このページは Cloud Translation API によって翻訳されました。

チュートリアル: Vertex AI SDK の生成 AI クライアントを使用して評価を行う

このページでは、Vertex AI SDK の GenAI クライアントを使用して、さまざまなユースケースで生成 AI モデルとアプリケーションを評価する方法について説明します。

始める前に

Sign in to your Google Cloud account. If you're new to Google Cloud, create an account to evaluate how our products perform in real-world scenarios.
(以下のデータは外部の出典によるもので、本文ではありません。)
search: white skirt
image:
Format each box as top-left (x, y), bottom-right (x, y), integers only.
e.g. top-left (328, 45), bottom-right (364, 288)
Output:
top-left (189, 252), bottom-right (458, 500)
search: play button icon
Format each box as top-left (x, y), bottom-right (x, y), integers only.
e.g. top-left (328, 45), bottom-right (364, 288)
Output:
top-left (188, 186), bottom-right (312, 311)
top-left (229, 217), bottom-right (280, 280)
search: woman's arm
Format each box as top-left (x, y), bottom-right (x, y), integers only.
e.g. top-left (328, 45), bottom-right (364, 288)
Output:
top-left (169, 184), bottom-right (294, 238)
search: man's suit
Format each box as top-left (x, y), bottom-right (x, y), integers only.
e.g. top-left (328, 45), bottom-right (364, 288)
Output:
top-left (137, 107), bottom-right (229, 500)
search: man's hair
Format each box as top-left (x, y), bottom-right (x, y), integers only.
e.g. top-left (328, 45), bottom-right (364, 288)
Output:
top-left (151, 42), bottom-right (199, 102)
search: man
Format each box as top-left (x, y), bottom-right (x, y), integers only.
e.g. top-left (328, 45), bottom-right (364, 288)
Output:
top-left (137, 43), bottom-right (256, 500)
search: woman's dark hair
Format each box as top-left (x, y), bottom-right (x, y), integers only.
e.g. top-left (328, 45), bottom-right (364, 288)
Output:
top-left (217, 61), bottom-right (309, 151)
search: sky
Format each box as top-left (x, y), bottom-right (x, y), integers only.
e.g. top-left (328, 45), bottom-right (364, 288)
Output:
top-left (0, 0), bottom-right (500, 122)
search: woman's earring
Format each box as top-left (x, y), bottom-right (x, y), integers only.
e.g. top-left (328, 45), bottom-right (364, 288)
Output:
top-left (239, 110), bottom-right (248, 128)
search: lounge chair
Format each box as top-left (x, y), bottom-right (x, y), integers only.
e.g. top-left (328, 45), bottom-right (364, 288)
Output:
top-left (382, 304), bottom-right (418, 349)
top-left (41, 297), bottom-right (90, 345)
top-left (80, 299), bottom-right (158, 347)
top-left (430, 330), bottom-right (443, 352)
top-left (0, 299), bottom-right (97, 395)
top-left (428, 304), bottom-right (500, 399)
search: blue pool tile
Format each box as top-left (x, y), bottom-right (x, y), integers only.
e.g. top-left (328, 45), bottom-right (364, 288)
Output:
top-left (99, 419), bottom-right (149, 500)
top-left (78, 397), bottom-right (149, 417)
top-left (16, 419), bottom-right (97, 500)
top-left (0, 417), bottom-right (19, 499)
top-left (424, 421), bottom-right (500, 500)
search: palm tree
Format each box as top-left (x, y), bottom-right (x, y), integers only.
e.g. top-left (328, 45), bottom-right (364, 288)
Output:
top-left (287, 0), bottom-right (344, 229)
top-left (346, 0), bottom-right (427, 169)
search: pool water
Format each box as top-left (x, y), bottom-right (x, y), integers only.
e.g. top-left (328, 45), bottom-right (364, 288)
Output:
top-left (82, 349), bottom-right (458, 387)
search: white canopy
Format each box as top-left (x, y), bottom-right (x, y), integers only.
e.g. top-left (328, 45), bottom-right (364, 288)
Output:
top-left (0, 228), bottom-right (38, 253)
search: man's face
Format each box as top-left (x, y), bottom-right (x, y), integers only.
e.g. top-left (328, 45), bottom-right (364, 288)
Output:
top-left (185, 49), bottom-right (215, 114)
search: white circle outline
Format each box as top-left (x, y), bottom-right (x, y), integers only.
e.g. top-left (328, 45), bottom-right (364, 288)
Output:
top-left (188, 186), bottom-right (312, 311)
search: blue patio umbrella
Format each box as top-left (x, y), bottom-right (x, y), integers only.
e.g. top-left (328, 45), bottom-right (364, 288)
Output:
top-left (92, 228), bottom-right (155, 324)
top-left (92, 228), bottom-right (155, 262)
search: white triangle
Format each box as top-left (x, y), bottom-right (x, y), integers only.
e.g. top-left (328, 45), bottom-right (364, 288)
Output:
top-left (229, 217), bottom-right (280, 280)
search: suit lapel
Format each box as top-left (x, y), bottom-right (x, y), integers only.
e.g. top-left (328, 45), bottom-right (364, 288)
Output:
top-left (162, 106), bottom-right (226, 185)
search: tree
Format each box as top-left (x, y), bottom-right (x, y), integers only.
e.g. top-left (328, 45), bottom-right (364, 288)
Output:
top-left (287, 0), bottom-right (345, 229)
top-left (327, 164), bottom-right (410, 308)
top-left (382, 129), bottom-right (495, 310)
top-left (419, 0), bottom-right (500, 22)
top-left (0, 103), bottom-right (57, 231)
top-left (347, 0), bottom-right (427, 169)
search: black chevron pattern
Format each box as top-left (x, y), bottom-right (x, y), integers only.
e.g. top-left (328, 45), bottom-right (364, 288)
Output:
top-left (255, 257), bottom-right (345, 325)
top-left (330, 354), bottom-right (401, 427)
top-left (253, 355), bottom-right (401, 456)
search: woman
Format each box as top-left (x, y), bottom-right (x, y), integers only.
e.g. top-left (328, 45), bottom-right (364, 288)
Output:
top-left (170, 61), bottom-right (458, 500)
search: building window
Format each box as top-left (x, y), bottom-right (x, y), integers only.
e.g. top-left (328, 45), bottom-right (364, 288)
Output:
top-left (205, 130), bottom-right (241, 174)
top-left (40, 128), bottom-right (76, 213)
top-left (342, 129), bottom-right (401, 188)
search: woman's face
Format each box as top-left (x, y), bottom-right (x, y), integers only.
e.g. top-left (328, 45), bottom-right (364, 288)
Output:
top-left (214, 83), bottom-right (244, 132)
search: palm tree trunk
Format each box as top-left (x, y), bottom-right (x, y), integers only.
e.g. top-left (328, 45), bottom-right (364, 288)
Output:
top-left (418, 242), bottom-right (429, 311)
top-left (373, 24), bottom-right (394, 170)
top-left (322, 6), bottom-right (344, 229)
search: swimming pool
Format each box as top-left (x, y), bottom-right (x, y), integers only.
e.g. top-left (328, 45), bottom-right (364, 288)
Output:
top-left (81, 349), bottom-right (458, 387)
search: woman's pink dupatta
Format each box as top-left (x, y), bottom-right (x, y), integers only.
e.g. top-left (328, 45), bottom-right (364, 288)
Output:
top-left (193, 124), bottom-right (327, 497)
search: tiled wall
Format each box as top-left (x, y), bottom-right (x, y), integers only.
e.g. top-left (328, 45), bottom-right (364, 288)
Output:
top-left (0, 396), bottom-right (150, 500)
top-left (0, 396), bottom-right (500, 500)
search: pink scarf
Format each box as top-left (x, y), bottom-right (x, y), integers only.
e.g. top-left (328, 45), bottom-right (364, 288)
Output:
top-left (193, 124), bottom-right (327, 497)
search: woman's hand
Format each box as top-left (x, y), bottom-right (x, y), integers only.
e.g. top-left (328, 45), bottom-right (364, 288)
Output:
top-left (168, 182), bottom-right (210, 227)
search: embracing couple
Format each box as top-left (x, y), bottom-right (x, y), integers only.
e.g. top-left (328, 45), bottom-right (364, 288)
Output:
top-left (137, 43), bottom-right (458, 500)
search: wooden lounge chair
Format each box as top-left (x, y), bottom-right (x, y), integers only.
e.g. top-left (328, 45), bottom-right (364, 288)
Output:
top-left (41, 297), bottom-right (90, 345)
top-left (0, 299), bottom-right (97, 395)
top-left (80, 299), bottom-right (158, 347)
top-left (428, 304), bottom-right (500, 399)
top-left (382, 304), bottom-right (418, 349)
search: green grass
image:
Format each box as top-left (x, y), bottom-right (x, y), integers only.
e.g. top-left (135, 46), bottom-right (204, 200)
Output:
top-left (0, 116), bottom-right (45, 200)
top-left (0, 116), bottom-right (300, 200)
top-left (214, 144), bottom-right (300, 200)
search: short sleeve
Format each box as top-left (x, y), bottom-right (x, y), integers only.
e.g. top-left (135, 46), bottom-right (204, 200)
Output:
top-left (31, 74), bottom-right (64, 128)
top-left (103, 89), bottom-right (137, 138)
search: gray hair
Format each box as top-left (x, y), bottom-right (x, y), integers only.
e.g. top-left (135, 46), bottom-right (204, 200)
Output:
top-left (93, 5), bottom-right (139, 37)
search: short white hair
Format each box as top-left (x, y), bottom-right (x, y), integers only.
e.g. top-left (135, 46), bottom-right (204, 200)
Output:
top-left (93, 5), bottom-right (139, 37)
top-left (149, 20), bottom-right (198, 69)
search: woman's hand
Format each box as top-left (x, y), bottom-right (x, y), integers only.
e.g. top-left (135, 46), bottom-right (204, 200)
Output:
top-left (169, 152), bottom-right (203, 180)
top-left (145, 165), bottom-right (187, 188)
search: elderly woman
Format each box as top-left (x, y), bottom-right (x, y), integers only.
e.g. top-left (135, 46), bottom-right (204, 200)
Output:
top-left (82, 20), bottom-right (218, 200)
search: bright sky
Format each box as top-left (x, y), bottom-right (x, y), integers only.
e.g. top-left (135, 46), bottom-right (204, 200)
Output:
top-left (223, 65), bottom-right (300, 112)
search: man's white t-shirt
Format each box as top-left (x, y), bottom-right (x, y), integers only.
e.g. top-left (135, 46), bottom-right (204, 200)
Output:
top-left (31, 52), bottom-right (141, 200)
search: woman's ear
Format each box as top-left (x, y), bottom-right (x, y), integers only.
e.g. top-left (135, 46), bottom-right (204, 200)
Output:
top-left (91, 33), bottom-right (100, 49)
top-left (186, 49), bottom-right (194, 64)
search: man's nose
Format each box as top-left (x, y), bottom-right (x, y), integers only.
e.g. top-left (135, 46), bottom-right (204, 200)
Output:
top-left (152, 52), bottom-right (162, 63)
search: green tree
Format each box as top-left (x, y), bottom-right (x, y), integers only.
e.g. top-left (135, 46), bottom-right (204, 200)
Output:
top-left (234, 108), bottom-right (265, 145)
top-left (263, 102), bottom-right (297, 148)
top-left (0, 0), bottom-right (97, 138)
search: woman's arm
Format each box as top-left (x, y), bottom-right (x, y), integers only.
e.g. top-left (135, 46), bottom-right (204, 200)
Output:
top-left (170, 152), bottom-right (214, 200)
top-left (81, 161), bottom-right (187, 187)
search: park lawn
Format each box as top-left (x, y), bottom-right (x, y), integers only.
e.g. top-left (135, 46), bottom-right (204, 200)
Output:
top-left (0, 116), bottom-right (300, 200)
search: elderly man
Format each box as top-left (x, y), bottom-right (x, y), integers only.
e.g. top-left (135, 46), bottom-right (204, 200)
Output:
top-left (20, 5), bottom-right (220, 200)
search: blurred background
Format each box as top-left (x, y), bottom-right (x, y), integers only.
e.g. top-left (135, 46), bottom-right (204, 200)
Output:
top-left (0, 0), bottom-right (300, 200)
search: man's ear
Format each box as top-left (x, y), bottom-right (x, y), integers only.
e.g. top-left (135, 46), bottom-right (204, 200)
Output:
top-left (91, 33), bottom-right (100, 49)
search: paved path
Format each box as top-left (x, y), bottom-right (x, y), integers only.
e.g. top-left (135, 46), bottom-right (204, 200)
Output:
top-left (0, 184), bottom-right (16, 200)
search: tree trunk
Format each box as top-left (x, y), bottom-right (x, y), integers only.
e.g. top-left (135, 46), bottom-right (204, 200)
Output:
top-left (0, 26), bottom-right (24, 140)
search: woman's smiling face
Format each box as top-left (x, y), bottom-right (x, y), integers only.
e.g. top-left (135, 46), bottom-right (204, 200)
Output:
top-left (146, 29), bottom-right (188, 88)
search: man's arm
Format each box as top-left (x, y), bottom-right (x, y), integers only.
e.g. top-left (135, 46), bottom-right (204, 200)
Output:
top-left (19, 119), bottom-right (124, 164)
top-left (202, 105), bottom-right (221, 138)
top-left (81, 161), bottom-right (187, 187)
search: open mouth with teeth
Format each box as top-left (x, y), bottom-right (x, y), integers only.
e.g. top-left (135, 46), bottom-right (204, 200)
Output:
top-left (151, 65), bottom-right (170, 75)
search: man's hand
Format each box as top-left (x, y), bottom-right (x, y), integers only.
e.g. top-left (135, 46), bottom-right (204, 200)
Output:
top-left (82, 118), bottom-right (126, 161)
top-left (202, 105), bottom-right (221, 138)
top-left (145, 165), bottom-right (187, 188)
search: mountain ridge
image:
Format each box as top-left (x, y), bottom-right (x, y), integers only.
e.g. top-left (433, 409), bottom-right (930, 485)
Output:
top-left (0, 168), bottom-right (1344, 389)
New customers also get $300 in free credits to run, test, and deploy workloads.
In the Google Cloud console, on the project selector page, select or create a Google Cloud project.
Roles required to select or create a project
- Select a project: Selecting a project doesn't require a specific IAM role—you can select any project that you've been granted a role on.
- Create a project: To create a project, you need the Project Creator (roles/resourcemanager.projectCreator), which contains the resourcemanager.projects.create permission. Learn how to grant roles.
Note: If you don't plan to keep the resources that you create in this procedure, create a project instead of selecting an existing project. After you finish these steps, you can delete the project, removing all resources associated with the project.

Go to project selector

Verify that billing is enabled for your Google Cloud project.
In the Google Cloud console, on the project selector page, select or create a Google Cloud project.
Roles required to select or create a project
- Select a project: Selecting a project doesn't require a specific IAM role—you can select any project that you've been granted a role on.
- Create a project: To create a project, you need the Project Creator (roles/resourcemanager.projectCreator), which contains the resourcemanager.projects.create permission. Learn how to grant roles.
Note: If you don't plan to keep the resources that you create in this procedure, create a project instead of selecting an existing project. After you finish these steps, you can delete the project, removing all resources associated with the project.

Go to project selector

Verify that billing is enabled for your Google Cloud project.
Vertex AI SDK for Python をインストールします。
```
!pip install google-cloud-aiplatform[evaluation]
```
認証情報を設定します。このチュートリアルを Colaboratory で実行している場合は、次のコマンドを実行します。
```
from google.colab import auth
auth.authenticate_user()
```
他の環境については、Vertex AI に対する認証をご覧ください。

回答を生成する

run_inference() を使用して、データセットのモデルレスポンスを生成します。

import pandas as pd

eval_df = pd.DataFrame({
  "prompt": [
      "Explain software 'technical debt' using a concise analogy of planting a garden.",
      "Write a Python function to find the nth Fibonacci number using recursion with memoization, but without using any imports.",
      "Write a four-line poem about a lonely robot, where every line must be a question and the word 'and' cannot be used.",
      "A drawer has 10 red socks and 10 blue socks. In complete darkness, what is the minimum number of socks you must pull out to guarantee you have a matching pair?",
      "An AI discovers a cure for a major disease, but the cure is based on private data it analyzed without consent. Should the cure be released? Justify your answer."
  ]
})

run_inference() を使用してモデルのレスポンスを生成します。

eval_dataset = client.evals.run_inference(
  model="gemini-2.5-flash",
  src=eval_df,
)

EvaluationDataset オブジェクトで .show() を呼び出して、元のプロンプトと参照とともにモデルの出力を検査し、推論結果を可視化します。
```
eval_dataset.show()
```

次の図は、プロンプトとそれに対応する生成されたレスポンスを含む評価データセットを示しています。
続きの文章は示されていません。